It’s been a rough week for Bitcoin enthusiasts. It was really a rough week for anyone who is enthusiastic about cryptocurrencies.
It was Elon Musk who propelled Bitcoin to its highest high, and it was Musk who seemed to take some of the air out of the bubble. Like any investment, we can’t be certain of the cause though. Maybe Bitcoin would have tanked even if Musk hadn’t said that Tesla would stop accepting it.
The reality is that cryptocurrencies are all part of the speculative bubble. I call it the “everything bubble”. It’s not that everything is literally in a bubble, but all of the major asset classes seem to be in a speculative bubble. This includes stocks, real estate, bonds, and, perhaps to a lesser degree, commodities.
On Wednesday, the price of the Dow and Bitcoin crossed paths a couple of times in the 33,000 range. While I am down on stocks and think most stocks are in a massive bubble, I would prefer to hold the Dow over Bitcoin right now.
If you were gifted one share of the Dow or one bitcoin, and you had to hold it for at least one year, which would you choose? I would rather take partial ownership of 30 major companies that actually sell things.
Bitcoin is nothing. All similar cryptocurrencies are nothing. They are novelties. Some libertarians hate it when I talk this way. I don’t want to argue with other people who are critical of the Fed, but I fear that they are doing a disservice to the libertarian cause.
I understand that there are some mainstream (establishment) commentators out there who are critical of Bitcoin and other cryptos. There are politicians and central bankers who are also critical, if they say anything at all. Some of these people are bad people. But it doesn’t automatically make them wrong. Even a blind squirrel occasionally gets a nut.
The Bitcoin proponents need to read Mises. They need to understand that money doesn’t just come about because someone announces that something is money. The quasi-libertarian tech nerds thought they had done it with Bitcoin. It uses a great new technology (the blockchain), but that doesn’t make Bitcoin in itself useful. You can’t just make something money out of thin air, unless you are a government that is using the threat of force to compel others to use it. Even then, they usually have to gradually do it over time by substituting their fiat for real money, such as gold or silver.
Bitcoin is backed by nothing. It has no use. You will see Bitcoin represented as some kind of gold coin with a “B” on it. This is more appealing than putting nothing on a screen or a bunch of computer code. But you can’t see or hold a Bitcoin, and it serves no purpose for anyone other than speculation.
Bitcoin is just over a decade old. It is bought and sold for speculative reasons. Gold has been used for thousands of years for jewelry, industrial purposes, and as a form of money. It is almost a joke to compare the two things.
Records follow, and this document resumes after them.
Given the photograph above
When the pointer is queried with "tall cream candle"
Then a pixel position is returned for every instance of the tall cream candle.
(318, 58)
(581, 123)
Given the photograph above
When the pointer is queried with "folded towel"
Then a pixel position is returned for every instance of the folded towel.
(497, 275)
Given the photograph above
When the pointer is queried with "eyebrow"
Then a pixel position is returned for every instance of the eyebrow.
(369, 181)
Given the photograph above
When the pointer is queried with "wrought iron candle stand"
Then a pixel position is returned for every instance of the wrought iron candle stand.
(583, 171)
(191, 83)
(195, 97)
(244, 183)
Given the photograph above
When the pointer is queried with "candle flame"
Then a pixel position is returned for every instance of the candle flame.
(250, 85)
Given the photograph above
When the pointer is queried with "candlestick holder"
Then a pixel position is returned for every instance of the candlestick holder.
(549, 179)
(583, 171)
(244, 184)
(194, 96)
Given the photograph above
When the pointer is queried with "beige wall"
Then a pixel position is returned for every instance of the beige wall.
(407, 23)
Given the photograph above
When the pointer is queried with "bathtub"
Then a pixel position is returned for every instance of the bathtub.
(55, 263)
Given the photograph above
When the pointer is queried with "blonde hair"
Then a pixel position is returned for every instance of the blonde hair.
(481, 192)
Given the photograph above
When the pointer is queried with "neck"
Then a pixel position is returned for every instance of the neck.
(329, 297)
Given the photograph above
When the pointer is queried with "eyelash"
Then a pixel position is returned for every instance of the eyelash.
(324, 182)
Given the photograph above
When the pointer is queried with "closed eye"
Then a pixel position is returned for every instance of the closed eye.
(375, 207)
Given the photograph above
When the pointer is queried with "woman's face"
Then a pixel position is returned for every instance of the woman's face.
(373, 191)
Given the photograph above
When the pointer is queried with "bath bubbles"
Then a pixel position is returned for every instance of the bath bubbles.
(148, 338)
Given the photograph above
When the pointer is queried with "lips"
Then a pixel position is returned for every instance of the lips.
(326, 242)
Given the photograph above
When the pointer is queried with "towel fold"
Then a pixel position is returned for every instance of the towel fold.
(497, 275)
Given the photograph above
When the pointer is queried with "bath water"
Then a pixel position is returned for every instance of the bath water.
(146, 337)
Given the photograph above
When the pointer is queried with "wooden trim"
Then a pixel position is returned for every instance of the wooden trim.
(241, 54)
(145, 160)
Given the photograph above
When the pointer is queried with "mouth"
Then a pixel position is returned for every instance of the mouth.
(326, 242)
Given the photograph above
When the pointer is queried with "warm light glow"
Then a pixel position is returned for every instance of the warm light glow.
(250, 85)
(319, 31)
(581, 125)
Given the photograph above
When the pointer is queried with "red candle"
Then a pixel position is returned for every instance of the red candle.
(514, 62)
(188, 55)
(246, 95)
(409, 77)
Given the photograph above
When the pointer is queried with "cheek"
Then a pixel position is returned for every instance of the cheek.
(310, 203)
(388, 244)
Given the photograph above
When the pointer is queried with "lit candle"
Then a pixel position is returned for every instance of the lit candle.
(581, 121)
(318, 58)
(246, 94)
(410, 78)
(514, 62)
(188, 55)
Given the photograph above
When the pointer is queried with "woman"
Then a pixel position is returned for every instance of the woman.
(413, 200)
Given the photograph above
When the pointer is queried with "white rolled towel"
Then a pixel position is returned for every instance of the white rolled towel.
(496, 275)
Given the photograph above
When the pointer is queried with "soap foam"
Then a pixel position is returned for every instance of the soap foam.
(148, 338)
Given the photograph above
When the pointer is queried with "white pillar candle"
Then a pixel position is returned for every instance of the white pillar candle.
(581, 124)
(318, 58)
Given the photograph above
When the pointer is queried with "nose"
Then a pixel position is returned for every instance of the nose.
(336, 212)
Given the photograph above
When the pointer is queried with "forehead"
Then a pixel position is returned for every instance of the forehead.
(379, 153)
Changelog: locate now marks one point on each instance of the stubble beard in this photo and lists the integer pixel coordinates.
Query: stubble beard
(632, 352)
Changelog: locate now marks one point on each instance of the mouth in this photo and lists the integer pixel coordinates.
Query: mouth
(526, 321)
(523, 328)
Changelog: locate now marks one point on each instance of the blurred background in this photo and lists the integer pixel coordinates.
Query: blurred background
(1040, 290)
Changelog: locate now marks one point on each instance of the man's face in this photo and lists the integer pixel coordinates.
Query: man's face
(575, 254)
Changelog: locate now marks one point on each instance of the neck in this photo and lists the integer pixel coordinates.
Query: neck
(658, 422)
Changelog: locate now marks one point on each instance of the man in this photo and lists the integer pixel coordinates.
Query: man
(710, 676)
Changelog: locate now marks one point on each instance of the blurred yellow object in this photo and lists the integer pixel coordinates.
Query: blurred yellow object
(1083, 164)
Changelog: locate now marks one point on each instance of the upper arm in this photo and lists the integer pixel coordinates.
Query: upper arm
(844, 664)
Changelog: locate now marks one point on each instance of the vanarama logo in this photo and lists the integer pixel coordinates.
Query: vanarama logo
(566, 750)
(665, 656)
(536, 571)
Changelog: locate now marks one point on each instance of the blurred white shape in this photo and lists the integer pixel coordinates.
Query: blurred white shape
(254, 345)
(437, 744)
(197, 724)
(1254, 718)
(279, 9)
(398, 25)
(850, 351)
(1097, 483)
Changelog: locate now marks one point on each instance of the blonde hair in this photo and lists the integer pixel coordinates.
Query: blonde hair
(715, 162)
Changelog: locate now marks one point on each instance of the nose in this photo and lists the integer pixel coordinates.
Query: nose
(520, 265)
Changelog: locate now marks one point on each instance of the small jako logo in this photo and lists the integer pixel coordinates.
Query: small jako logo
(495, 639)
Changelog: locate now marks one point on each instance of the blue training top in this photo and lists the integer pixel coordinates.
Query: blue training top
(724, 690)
On Wednesday, Bitcoin took a nosedive. This is speaking in terms of the U.S. dollar, which actually is money. The Bitcoin proponents get really excited when Bitcoin goes up in price (i.e., in U.S. dollars), which is their measuring stick. I don’t blame them, because I would want more U.S. dollars too. That is money. They are excited that they could convert their Bitcoin into dollars to actually buy things.
We were sold a bill of goods on Bitcoin. We were told it could be used as money. Even to this day, I will hear people argue this point. They will say that some companies accept Bitcoin as a form of payment.
But nothing is actually priced in Bitcoin. They are priced in dollars and converted into Bitcoin. Tesla was never selling a car for, say, one bitcoin. Anyone selling a product and accepting Bitcoin is not pricing the product in Bitcoin.
On Wednesday, after the price of Bitcoin tanked to around 30,000 (from over 40,000 the day before), it recovered later in the day and went back to around 40,000. This is actually a dream come true for a speculative trader. If you had bought at the bottom mid-morning, you could have pocketed a 30% return in the matter of a few hours.
How could anything that fluctuates 30% or more in one single day ever be possibly used as money? Bitcoin makes the dollar look incredibly stable. If the U.S. dollar index (which compares it to other fiat currencies) goes up or down more than 1% in one day, that is considered a major change.
Bitcoin has never been money. It never will be money. We were sold a story by the Bitcoin proponents about privacy and about its potential as a form of money.
There are thousands of cryptocurrencies now. This just shows that almost anyone with some computer skills can create one. Then it is just about marketing. It is about marketing to get people to buy, thinking there will be another sucker down the line to buy at a higher price.
I don’t call it a Ponzi scheme because anyone can know the truth about cryptocurrencies who cares to look. Everyone should know it is mass speculation, and nobody is forced into it, so it isn’t a Ponzi scheme.
Most, if not all, of these cryptocurrencies will end up at zero. I have no idea if we will see another major surge from here, or if this was the beginning of the end for them.
If you enjoy speculative trading (i.e., gambling), then this market is for you right now. While I expect a ride down, it won’t be a straight ride down. There will be a ton of volatility. But speculators should only gamble with money they can afford to lose. And when I say money, I mean dollars.